Circuit Designers try to make connections.

3. Process Overview

3.1. Material Selection

Whenever possible, shops use prefabricated panels of copper-clad laminate material they purchase from suppliers. 

Warehouses at Royal Circuit Solutions

Shelves at Royal Circuit Solutions in Hollister, California are stocked with various copper-clad cores

These panels are typically 12"x18", 18"x24", or 24"x36" in size. Entire panels must be fabricated as a single unit - so to save costs, engineers will often order multiple projects or multiple copies of a single project on the same panel.

Panel in Electroplating Tank

This panel is coming out of an electroplating tank -- it shows 12 copies of a board on a single panel.

One way to save money in a design is to ask your fabricator if you can split your panel with another customer. In fact, entire companies such as OshPark have been built on this model.

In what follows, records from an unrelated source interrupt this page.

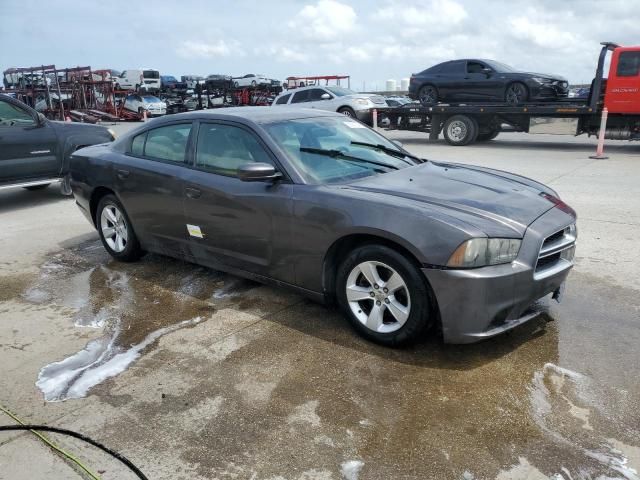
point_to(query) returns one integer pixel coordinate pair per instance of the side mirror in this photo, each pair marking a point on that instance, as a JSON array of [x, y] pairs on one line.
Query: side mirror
[[257, 172]]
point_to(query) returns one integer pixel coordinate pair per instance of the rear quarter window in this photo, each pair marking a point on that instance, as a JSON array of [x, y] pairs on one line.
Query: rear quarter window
[[628, 64]]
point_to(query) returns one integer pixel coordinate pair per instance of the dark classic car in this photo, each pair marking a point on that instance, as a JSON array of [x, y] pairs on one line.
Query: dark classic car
[[473, 80], [320, 203], [34, 151]]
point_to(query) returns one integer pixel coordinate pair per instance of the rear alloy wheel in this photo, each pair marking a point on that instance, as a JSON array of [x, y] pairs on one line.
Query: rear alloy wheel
[[347, 111], [115, 230], [460, 130], [516, 94], [428, 95], [384, 295]]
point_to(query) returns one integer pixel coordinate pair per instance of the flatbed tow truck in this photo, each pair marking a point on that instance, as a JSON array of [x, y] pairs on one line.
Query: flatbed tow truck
[[617, 97]]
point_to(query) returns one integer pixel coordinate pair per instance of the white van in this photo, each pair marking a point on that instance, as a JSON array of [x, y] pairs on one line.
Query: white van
[[143, 79]]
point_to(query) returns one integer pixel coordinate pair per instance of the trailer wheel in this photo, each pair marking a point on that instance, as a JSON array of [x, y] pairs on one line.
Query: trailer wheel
[[485, 137], [460, 130]]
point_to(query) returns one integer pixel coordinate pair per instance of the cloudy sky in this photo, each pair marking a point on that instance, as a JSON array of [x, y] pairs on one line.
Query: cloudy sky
[[370, 40]]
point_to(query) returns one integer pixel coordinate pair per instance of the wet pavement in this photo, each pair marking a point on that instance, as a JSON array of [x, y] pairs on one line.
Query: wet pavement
[[192, 373]]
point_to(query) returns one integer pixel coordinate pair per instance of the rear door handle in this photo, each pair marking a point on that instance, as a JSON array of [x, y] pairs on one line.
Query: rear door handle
[[192, 192], [123, 173]]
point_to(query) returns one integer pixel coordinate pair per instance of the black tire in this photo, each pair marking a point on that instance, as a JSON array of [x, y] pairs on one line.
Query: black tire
[[428, 95], [485, 137], [460, 130], [516, 94], [131, 251], [415, 292], [34, 188], [347, 111]]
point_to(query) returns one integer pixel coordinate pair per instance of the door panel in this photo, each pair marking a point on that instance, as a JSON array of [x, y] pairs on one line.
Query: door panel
[[27, 150], [245, 225], [152, 188]]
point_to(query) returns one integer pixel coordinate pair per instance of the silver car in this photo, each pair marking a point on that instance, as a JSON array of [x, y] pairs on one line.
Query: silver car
[[333, 99]]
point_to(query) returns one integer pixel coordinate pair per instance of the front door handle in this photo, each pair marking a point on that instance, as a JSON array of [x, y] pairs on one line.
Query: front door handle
[[193, 192]]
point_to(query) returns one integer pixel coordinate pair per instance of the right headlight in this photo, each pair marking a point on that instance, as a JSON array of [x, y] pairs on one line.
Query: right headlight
[[480, 252]]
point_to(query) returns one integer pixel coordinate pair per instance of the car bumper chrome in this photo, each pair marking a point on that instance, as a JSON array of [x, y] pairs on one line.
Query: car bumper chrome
[[480, 303]]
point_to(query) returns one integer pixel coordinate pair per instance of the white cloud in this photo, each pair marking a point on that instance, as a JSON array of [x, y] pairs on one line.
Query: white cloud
[[324, 21], [203, 49]]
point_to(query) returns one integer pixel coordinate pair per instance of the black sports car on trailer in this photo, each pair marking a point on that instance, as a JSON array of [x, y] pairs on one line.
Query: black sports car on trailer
[[472, 80]]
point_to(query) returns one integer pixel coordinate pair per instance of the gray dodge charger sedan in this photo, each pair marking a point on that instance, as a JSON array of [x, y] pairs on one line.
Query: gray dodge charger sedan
[[320, 203]]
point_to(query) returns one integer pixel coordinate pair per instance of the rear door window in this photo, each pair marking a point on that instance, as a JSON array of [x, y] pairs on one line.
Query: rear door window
[[165, 143], [221, 149], [628, 64], [284, 99]]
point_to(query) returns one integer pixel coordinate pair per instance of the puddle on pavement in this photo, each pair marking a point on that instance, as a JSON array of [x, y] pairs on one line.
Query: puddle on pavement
[[133, 305]]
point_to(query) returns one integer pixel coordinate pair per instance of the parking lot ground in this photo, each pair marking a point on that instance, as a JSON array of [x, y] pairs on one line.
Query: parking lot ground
[[195, 374]]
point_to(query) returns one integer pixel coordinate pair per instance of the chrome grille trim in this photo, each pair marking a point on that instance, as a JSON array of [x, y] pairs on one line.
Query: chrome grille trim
[[553, 245]]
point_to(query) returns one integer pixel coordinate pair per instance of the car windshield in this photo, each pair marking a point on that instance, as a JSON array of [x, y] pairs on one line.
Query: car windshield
[[325, 149], [339, 91], [500, 67]]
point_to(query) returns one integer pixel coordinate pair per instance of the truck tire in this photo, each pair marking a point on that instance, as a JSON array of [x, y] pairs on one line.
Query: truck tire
[[460, 130], [485, 137]]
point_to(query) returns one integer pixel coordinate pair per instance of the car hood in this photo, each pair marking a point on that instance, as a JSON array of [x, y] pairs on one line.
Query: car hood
[[474, 192]]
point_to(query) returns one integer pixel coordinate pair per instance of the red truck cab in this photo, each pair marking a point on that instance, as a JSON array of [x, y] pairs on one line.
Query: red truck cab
[[622, 94]]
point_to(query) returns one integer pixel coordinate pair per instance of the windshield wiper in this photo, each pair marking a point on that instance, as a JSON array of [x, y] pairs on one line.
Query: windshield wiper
[[390, 151], [344, 156]]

Multiple Projects on a Single Panel from OshPark

This image shows multiple customer designs on a single panel.  The photograph is from https://twitter.com/oshpark

Copper Weight

The foil that is used on a PCB comes in several standard copper weights with 0.25 oz, 0.5 oz, and 1 oz used most frequently in standard PCB designs.  Heavy copper refers to 1.5 oz or greater.  Most shops keep up to 3 oz copper weight on hand.  Royal Circuits keeps 4 oz and some 6 oz on hand.  Heavier copper weights must be ordered from a supplier, which adds at least one day to a PCB order.

Electroplating increases the copper thickness of every board.  So a board made with 0.5 oz copper that is electroplated with an additional 0.5 oz, will end up with 1 oz of copper on the outer layers.

Dielectric Selection

Between the layers of copper foil is a dielectric material with specific material properties.  The IPC-4101 standard details the various property requirements of these dielectrics and engineers often refer to slash-sheets, an appendix to the standard.  For your first projects, you'll likely only ever use FR-4 (Fire-Retardant Level 4) materials -- they are the cheapest and most ubiquitous dielectrics in use today.  But if you are designing an RF circuit, you should work with your design-house to investigate more suitable materials.